Люся попрощалась с директором и пошла к выходу. Когда она уже была на крыльце, ее окликнула Маша:
– Постой, ты и вправду решила Светку найти? Вообще это так себе идея. Степан Петрович все прекрасно помнит, просто рассказывать не хочет. Светку в восемь лет взяли в семью, под опеку, а через полгода вернули.
– А почему?
– Вела себя безобразно, там в семье еще дети были, так она над малышами издевалась. А когда ее вернули, она здесь так фестивалить начала, даже сбегала два раза. Когда она выпустилась, все воспитатели левой пяткой перекрестились. Мне это Валентина Михайловна рассказывала – она здесь давно работает.
– Ладно, спасибо, – сказала Люся. – Я пойду. Жаль, конечно, что ничего не получилось.
– Подожди, Светка, наверняка, живет в той же квартире, где они с матерью жили. Мать ее то ли помepла, то ли ее посадили, в общем Светка хвасталась, что у нее комната в коммуналке есть – от матери осталась, – сказала Маша.
– Но я ведь не знаю, где они жили.
– А ты оставь мне свой телефон. Я кое-куда загляну, вполне возможно, что в личном деле адрес есть, – предложила Маша.
– Вот спасибо! – воскликнула Люся.
– Только не жди прямо сегодня, может, не сразу получится – дня через три-четыре, – сказала Маша.
Действительно, через несколько дней Люся узнала адрес Светы. Она отправилась туда в субботу после обеда, чтобы наверняка застать девушку.

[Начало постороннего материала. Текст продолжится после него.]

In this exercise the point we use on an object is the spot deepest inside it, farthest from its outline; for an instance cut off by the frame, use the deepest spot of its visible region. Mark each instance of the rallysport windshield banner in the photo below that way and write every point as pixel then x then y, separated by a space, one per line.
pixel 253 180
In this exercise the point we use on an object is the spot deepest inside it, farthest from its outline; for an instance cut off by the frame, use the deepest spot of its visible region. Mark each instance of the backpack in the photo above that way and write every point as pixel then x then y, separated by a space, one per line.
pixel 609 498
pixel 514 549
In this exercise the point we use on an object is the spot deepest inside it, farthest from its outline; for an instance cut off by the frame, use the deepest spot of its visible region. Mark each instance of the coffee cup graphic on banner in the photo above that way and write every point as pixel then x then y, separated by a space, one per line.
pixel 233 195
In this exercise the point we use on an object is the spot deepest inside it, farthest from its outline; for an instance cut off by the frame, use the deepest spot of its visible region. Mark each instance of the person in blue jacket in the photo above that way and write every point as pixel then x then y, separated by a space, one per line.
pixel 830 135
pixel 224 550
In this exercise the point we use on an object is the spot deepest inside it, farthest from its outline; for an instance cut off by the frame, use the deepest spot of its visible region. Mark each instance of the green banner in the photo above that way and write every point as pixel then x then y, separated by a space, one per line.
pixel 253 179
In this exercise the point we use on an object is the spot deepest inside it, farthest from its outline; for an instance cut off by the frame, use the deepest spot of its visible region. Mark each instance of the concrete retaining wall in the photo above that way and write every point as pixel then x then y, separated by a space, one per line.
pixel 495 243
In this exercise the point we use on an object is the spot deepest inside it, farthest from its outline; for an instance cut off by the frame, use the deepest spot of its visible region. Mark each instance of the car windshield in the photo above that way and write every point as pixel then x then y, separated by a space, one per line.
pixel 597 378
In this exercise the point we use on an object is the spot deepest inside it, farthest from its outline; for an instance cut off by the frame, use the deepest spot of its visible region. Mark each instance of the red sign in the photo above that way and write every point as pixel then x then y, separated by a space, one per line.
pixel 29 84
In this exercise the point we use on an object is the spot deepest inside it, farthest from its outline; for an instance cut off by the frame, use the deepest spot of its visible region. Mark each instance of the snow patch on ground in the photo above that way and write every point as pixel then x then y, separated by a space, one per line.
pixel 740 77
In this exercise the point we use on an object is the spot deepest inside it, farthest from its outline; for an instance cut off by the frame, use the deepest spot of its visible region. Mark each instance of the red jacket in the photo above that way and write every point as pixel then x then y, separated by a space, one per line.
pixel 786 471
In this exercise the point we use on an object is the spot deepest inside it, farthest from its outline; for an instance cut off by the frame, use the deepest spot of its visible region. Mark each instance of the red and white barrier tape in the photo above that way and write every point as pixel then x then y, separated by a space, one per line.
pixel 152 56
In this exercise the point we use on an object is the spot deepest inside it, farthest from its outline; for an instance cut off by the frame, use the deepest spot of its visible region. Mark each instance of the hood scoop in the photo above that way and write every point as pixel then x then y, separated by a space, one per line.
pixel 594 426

Люся шла вдоль дома, вглядываясь в написанные на дверях подъездов номера квартир. Вот: семнадцатая – тридцать вторая. Именно в семнадцатой квартире и жила Света.
Люся уже хотела свернуть к подъезду, как ее на повороте обогнала молодая женщина, появление которой вызвало бурную реакцию двух мужчин потасканного вида.
– О! Светка! Принесла?! – обрадовался один из них.
В пакете, который женщина поставила на скамейку рядом с мужчиной, что-то звякнуло.
Люся прошла к подъезду и сделала вид, что набирает код.
– Вы в какую квартиру? – спросила ее женщина.
– В девятнадцатую, – солгала Люся.
– К Пахомовым? Так они все на дачу уехали, – ответила Светка. Это была она. И светлый шрам на левой бровью был на месте – длинный и узкий, как ниточка.
– Светка, ну, что ты там застряла, давай, наливай! – позвали ее приятели.
– Спасибо, извините, – сказала Люся и быстро пошла подальше от этой веселой компании.
Вечером, рассказывая родителям о результатах своих поисков, Люся сказала:
– А если бы вы меня не забрали, ведь и со мной могло такое случиться.
– Нет, Люсенька, – сказала мама, – у тебя были такие ясные чистые глаза, мы, когда тебя увидели, сразу поняли, что ты наша дочка. И с тобой такого никогда бы не случилось.